Pero lo que no consiguen es darle boleta a Etoo. Toda Europa sabe de lo indisciplinado del camerunés, de sus problemas de vestuario, y esa bomba de relojería sigue con la espoleta quitada para que estalle en Can Barça. Nadie le ficha y Guardiola se lo tiene que tragar. Y Pep ya sabe que Samuel no perdona ni olvida.

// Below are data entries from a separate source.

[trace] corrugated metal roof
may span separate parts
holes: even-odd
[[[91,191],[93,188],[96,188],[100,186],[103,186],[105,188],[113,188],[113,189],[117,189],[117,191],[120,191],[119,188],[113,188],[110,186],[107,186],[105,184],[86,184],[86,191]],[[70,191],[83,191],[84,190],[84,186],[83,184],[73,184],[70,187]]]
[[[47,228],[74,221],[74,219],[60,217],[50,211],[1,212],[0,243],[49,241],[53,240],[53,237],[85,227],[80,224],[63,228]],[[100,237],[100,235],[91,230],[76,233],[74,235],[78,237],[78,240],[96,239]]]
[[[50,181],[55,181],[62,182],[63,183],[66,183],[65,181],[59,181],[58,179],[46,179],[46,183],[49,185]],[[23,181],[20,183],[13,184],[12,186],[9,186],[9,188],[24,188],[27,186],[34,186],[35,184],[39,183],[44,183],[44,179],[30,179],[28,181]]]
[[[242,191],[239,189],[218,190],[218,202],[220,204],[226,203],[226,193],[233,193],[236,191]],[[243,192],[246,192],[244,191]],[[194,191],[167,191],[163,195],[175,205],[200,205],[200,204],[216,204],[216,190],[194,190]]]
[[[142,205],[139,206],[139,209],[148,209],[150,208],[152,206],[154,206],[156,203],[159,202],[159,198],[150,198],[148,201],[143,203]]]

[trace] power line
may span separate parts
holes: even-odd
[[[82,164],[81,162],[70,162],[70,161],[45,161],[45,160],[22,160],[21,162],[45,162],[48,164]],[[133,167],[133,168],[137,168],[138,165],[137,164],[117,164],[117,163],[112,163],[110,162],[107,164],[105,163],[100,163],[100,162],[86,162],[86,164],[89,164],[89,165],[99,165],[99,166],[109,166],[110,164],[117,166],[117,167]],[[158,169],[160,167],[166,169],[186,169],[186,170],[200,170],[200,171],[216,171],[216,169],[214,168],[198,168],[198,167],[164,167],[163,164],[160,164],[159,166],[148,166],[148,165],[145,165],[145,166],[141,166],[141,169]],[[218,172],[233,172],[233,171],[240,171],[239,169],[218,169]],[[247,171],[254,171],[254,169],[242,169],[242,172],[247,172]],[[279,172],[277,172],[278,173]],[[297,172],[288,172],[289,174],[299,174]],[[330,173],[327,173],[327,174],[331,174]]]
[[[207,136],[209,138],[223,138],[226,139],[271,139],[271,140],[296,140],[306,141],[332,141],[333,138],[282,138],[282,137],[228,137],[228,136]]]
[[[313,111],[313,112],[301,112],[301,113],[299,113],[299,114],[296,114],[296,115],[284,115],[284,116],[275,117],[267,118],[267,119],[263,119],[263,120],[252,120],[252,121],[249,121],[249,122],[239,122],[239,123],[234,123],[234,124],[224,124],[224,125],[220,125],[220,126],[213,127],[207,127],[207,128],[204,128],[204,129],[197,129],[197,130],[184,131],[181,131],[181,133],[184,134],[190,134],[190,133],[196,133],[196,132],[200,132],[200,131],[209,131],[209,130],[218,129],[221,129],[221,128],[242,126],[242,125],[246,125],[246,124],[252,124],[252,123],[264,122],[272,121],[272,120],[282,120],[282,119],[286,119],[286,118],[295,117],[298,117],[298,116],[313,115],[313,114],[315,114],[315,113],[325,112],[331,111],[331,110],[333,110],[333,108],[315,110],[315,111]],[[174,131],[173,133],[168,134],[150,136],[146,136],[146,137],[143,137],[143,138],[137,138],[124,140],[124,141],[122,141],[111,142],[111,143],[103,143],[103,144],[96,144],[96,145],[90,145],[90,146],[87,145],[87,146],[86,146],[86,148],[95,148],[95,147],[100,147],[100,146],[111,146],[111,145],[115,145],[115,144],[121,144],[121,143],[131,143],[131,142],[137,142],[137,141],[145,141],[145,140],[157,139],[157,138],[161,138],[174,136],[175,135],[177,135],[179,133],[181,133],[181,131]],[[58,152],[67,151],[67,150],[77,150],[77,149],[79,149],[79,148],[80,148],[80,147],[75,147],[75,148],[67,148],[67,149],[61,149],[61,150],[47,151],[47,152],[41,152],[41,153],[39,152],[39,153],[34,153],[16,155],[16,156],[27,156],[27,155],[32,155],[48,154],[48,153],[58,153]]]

Pera ese problema será para más adelante porque ahora toca saber si su nueva estrella mediática, Lionel Messi, se queda para jugar la previa de la Champions o si se va con Argentina a los Juegos. Hoy decide la FIFA y si al Barça no le satisface el fallo tiene el propósito de recurrir al Tribunal de Arbitraje Deportivo (TAS), dependiente del COI, para que no le priven de su mejor hombre en el partido más importante de la recién iniciada temporada. La Comisión del Estatuto del Futbolista, órgano dependiente de la FIFA, es quien decide. No sólo con Messi sino con el resto de jugadores con idéntico problema. El Barcelona se ampara en que el calendario de la FIFA no contiene el torneo olímpico y, por lo tanto, las entidades entienden que no es oficial y no están obligadas a ceder a sus futbolistas.

El caso Messi es el que más revuelo ha adquirido, por tratarse de uno de los futbolistas más en forma del mundo y claro heredero en un futuro muy breve a adueñarse del trono de los grandes jugadores, y por estar envuelto en este asunto el FC Barcelona. Y pagar a una estrella y no disponer de ella para un partido en el que se juegan la economía de la temporada, no es de recibo. Quien paga, manda. Y Laporta, otrora alineado a FIFA para perjudicar los intereses del fútbol español, ahora encabeza la rebelión de los afectados. Y es que no es lo mismo predicar que dar trigo.